Panel Paper: Fact & Fiction: Attitudinal and Behavior Differences on Federal Spending for Science Research and Space Exploration

Thursday, November 12, 2015 : 2:05 PM
Grenada (Hyatt Regency Miami)

*Names in bold indicate Presenter

Shawn Janzen, American University
Modern, industrial societies seek new innovations required for economic growth. Yet, the U.S. science funding needed to create those technologies has fallen over the past two decades.  Support for federal funding choices is a complex, but testable political matter.  Communicating science with the aim to increase federal spending on science and space is a growing field of academic study and commercial interest.  Numerous policy reports use national public opinion research to inform lawmakers, but offer limited insight on how those opinions may change or if participants are willing to directly engage policymakers.

This study contributes to the literature and practice through a survey experiment on how the content of science news alters public attitudes toward federal spending on science and space.  Reaction to the news depends on the omission or inclusion of details.  This study’s treatment of science and space news demonstrates how sensationalizing content toward national security or international cooperation can have real-world political and policy implications.  The experiment’s first objective assesses attitudinal effects on spending through three false science and space news topics and each topic has a neutral text control, national security text treatment, and international cooperation text treatment.  Participants randomly receive one of the nine news text and respond to questions on federal spending for science and space and identify preferences for public and private funding options.  After debriefing with the truth, participants have the option to resubmit their preferences, offering insight into deceptive communication practices.  The experiment’s second objective determines behavioral commitment.  Participants are given an option to sign up to three petitions to Congress that reflect their preferences for science research spending, space exploration spending, and national funding strategy.   
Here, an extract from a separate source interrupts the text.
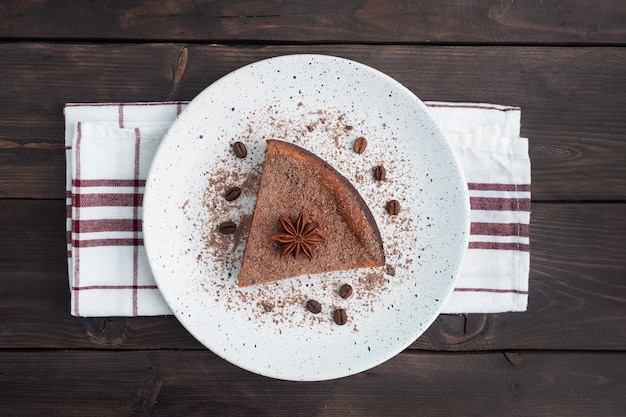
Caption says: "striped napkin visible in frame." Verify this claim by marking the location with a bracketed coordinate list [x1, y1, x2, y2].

This study uses primary data through Amazon Mechanical Turk’s task worker pool collected April 2015 to May 2015 for nearly 1000 participants.  Ordinal logit models are used to investigate the average treatment effects of science news content on levels of federal spending.  This study proposes a rational spending preference that the national security group will prefer greater federal spending and international cooperation would prefer less federal spending, each relative to the control group.  Multinomial logit models explore government, private, and hybrid funding solutions for science and space accounting for the news content.   This study proposes the national security group prefers government funding relative to the international and control groups.  Furthermore, this study assumes that national security issues will energize the public to petition Congress for funding science and space, relative to the other groups.
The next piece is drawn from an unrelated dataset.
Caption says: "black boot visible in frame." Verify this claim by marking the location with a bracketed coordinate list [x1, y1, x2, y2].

Findings from this study have three-fold benefits.  First, communicators of science gain greater awareness on the importance and strategy of disseminating science news.  Second, it adds to the governance literature on the appropriateness of cross-sector funding solutions.  Third, it builds on the literature for using experimental design to study salient policy issues.  Understanding the public’s willingness to engage carries over to numerous other areas of study such as representation theory and electoral research.